Enrique Ramírez, Pacifico, 2014, 2’42”

Pacifico shows a turbulent, nocturnal and apparently indecipherable sea. Without references tracking it, it is an indefinite fragment of the ocean. The Chilean army, while admitting the brutality of its actions during Pinochet’s military regime, never revealed the whereabouts of its dead victims. Most are identified as having been “thrown into the sea”, that is, unrecoverable. In Pacifico, the sea becomes a memory that haunts in silence the night of history.


Cao Guimarães, Concerto para Clorofila, 2004, 7’23”

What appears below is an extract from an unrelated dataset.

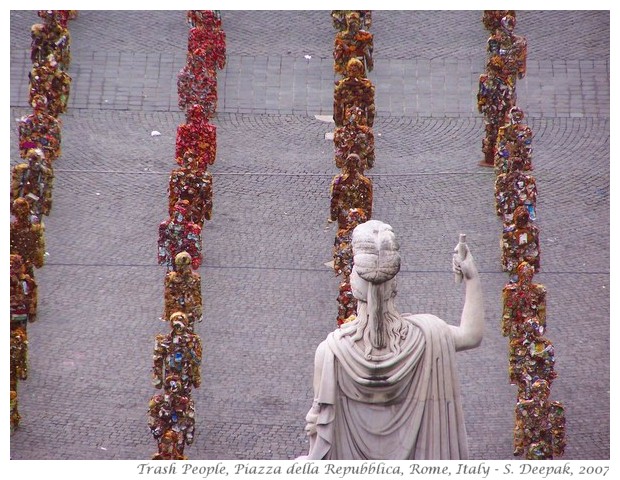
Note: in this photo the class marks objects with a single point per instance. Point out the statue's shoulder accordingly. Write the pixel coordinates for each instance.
(424, 320)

As a contemplative walk, in Concerto para Clorofila the camera chases the different shapes and colours of a garden. Dwelling on various types of plants and leaves, notices the passage of the sun through the treetops, its reflections in the water, and the formal analogies that light and shadow plays produce in space. The camera strolls; its record becoming a curious enchantment, now resembling the infantile gaze on a world just recently known, now referring to the subjective vision of an insect or a bird, pacing as if seeking something. Delicate, the soundtrack composed by O Grivo is performed by the artist himself, in a sort of musical unfolding the mise-en-scène of the video.